Severus crumpled the brown paper wrapping from the package and set it on his mostly empty plate. Breakfast, it seemed, was ending, and some students were drifting away from their tables, headed back to their common rooms, or to Quidditch practice, or to the library. Severus saw Lily cross the great hall, and watched her head toward the door closest to the staircase that led to the Slytherin dungeons, Evan following his eyes in amusement. Severus drank the rest of his pumpkin juice and stood up.

"Where are you off to?" Evan asked, waggling his eyebrows. Adrian, beside him, his camera on the table, was just managing to get a bit of porridge down, but Severus noticed he looked a tad green around the mouth.

"Homework," Severus said shortly.

Evan looked to his left and saw Lily standing in the doorway, her back to them. She was talking to Professor Slughorn and he was laughing.

"Oho! Homework.. Riight." Evan said knowingly, and winked a rakish wink at Severus.

"Rosier, you are an idiot." Severus said, but he was smiling just a little.

As Severus walked away, Evan helped himself to more toast and turned to Adrian, who was looking marginally better.

"I don't know _how_ he got a girl like that. Too bad she's a mudblood."

"Ah, Severus!" Slughorn said, extending his arms expansively as Severus approached them. In one hand he clutched a piece of parchment, a replication of Lily's hand-copied instructions for brewing Amorestmorta.

"I was just telling Lily here about a little fete I'm having in February. I expect you both to be in attendance, of course!"

Though Severus was not fond of some of the other members of the Slug Club, he always attended Slughorn's parties, subconsciously enjoying the subtle elitist notoriety that being a member entailed.

"I wouldn't miss it!" Lily said.

"I left the smallest potions lab unlocked for you," Slughorn told them, getting down to business. He pulled a ring of jangly keys from his pocket and charmed a replica of the key to his store cupboard, handing it to Lily.

"I have everything you will need for the first part of the potion in my stores. Here," he said, digging in his pocket, "is the hair of a married woman." He handed Severus a small glass jar, stoppered with a cork.
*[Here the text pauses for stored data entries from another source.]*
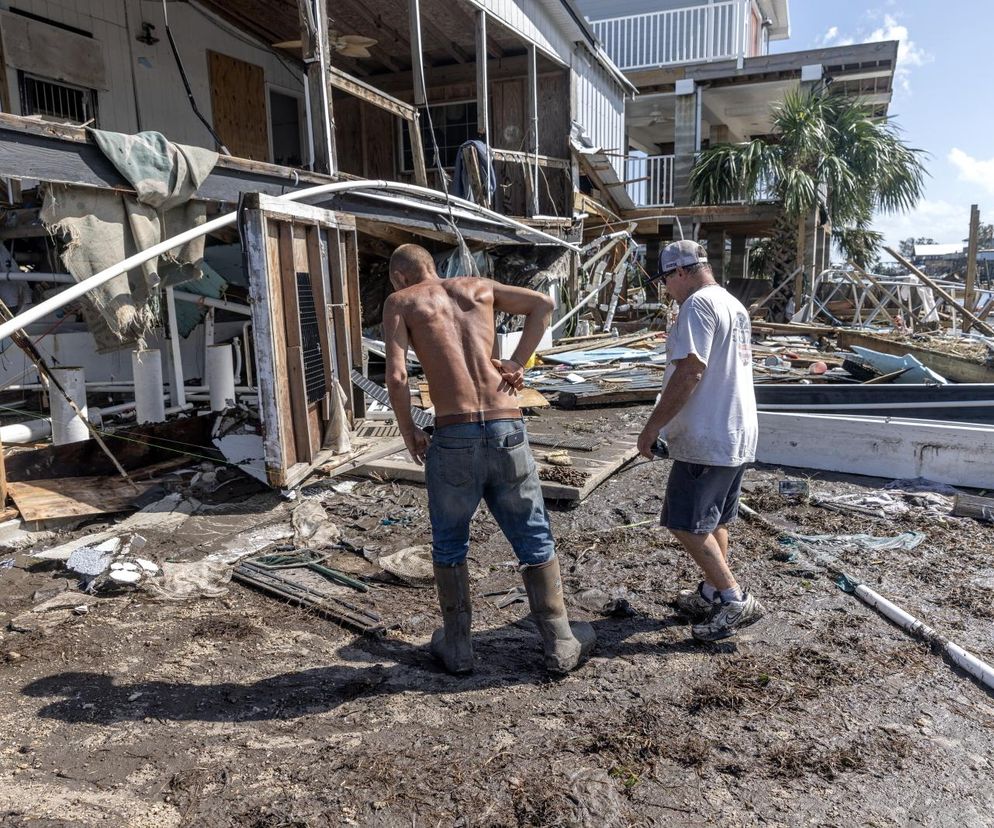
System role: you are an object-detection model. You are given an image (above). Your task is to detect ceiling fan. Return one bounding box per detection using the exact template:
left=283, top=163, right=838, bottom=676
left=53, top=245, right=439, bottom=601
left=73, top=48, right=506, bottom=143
left=273, top=31, right=378, bottom=57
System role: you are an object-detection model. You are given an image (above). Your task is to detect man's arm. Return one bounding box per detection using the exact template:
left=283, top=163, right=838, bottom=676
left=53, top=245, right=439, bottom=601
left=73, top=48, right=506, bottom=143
left=493, top=282, right=555, bottom=389
left=638, top=354, right=706, bottom=460
left=383, top=297, right=428, bottom=465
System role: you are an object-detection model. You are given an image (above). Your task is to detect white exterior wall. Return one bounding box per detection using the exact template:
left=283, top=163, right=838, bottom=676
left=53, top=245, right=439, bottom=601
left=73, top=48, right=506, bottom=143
left=472, top=0, right=627, bottom=178
left=573, top=44, right=628, bottom=179
left=0, top=0, right=304, bottom=154
left=470, top=0, right=572, bottom=66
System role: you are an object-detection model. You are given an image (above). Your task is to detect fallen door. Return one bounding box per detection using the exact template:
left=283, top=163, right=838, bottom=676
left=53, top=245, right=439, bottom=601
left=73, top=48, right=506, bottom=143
left=240, top=193, right=364, bottom=488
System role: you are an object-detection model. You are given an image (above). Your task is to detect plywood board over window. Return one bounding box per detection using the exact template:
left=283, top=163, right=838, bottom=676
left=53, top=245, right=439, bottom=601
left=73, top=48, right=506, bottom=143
left=207, top=51, right=269, bottom=161
left=240, top=193, right=365, bottom=488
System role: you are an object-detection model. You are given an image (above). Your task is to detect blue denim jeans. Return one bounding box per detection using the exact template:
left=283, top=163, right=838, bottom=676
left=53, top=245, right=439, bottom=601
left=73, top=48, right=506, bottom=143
left=425, top=419, right=556, bottom=566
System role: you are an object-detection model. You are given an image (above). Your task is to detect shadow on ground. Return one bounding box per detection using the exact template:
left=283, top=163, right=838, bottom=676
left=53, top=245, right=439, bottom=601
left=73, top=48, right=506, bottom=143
left=22, top=616, right=735, bottom=725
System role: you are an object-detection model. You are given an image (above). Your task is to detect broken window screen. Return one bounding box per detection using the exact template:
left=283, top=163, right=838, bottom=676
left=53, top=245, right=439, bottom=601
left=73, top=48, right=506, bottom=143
left=297, top=272, right=327, bottom=402
left=19, top=72, right=97, bottom=126
left=401, top=101, right=477, bottom=172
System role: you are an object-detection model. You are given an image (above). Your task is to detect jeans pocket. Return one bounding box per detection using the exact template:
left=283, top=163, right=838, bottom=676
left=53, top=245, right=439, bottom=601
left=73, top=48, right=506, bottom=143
left=494, top=441, right=535, bottom=483
left=429, top=442, right=474, bottom=487
left=687, top=463, right=711, bottom=480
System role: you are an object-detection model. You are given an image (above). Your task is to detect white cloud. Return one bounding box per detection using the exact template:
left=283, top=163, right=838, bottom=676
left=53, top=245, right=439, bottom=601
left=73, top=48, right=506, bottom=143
left=818, top=12, right=932, bottom=92
left=873, top=199, right=976, bottom=247
left=947, top=147, right=994, bottom=195
left=864, top=14, right=932, bottom=92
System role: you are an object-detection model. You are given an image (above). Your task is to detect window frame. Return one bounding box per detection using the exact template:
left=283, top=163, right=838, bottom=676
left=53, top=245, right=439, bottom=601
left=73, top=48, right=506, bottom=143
left=397, top=98, right=480, bottom=173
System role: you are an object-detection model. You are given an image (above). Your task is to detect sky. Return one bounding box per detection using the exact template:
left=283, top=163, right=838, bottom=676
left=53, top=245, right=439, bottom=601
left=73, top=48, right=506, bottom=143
left=771, top=0, right=994, bottom=249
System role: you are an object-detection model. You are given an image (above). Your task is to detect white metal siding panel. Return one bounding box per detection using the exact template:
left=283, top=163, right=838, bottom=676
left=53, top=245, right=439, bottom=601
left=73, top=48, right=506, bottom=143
left=573, top=46, right=626, bottom=178
left=470, top=0, right=572, bottom=63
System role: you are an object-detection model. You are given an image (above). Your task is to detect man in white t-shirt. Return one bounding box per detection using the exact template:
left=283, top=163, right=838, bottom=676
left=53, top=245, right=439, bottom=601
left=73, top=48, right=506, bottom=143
left=638, top=241, right=764, bottom=641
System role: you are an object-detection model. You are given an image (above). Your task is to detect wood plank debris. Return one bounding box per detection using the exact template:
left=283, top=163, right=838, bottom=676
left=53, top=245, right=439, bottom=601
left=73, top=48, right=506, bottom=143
left=835, top=329, right=994, bottom=382
left=953, top=494, right=994, bottom=523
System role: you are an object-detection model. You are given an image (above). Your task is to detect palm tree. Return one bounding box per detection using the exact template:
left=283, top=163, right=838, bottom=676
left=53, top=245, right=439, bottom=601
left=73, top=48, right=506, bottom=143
left=690, top=90, right=926, bottom=308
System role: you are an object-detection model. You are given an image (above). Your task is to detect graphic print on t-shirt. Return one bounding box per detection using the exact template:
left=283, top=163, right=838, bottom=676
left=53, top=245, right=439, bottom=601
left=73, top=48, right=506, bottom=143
left=732, top=313, right=752, bottom=365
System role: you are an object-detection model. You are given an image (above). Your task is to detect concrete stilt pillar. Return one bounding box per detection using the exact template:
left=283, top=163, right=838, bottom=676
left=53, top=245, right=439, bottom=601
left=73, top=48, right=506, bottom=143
left=207, top=345, right=235, bottom=411
left=673, top=80, right=700, bottom=207
left=131, top=348, right=166, bottom=425
left=48, top=368, right=90, bottom=446
left=728, top=236, right=749, bottom=279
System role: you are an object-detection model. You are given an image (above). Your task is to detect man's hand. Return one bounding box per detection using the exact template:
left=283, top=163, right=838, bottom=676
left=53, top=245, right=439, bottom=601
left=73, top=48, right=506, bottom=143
left=404, top=428, right=431, bottom=466
left=490, top=359, right=525, bottom=394
left=638, top=425, right=659, bottom=460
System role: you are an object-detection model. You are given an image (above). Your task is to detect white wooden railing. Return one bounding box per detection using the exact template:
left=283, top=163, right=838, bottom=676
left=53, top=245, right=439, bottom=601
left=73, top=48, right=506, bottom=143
left=591, top=0, right=752, bottom=70
left=625, top=155, right=674, bottom=207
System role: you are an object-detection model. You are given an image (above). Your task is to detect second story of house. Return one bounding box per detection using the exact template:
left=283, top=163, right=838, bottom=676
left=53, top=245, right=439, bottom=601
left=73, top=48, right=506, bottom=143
left=0, top=0, right=634, bottom=218
left=578, top=0, right=790, bottom=72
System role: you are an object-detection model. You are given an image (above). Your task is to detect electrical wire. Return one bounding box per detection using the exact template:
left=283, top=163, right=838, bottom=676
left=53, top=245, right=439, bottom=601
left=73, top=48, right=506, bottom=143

Inside was coiled one long, blond hair.

"While it's aging, we can acquire the widow's silver ring, the cemetery dirt and the heart of a nightingale," Slughorn told them. "I have a friend in London, an apothecary by trade, I'll send him a letter."

He put a fond hand on each of their shoulders before heading in towards the great hall. "Right, you two, off you go."

"The book on Amorestmorta came," Severus told her, reaching in his robe and pulling the small book from his pocket.

"I saw!" she said, smiling. He handed it to her and their fingers just touched. Lily took the book away and flipped open its cover.

"Amorestmorta: Love and Courtship in the Wizarding World by Anonymous," she read. "This is going to be fascinating."

"I thought some parts of it were a bit girly, but it was interesting." Severus told her, and she rolled her eyes.

"Not very feminist of you, Sev," She said, and tucked the book away in her bag as they headed down the stairs and towards the third potion lab on the left. "Be sure to thank your Mum for me," Lily told him.

The smallest potion lab was the best, in Severus' opinion, because it had a large window that you could open wide in case things got unbearably smelly or smoky or if you were choking to death on fumes. The larger potion labs had almost no windows- a serious oversight in Salazar Slytherin's building plans.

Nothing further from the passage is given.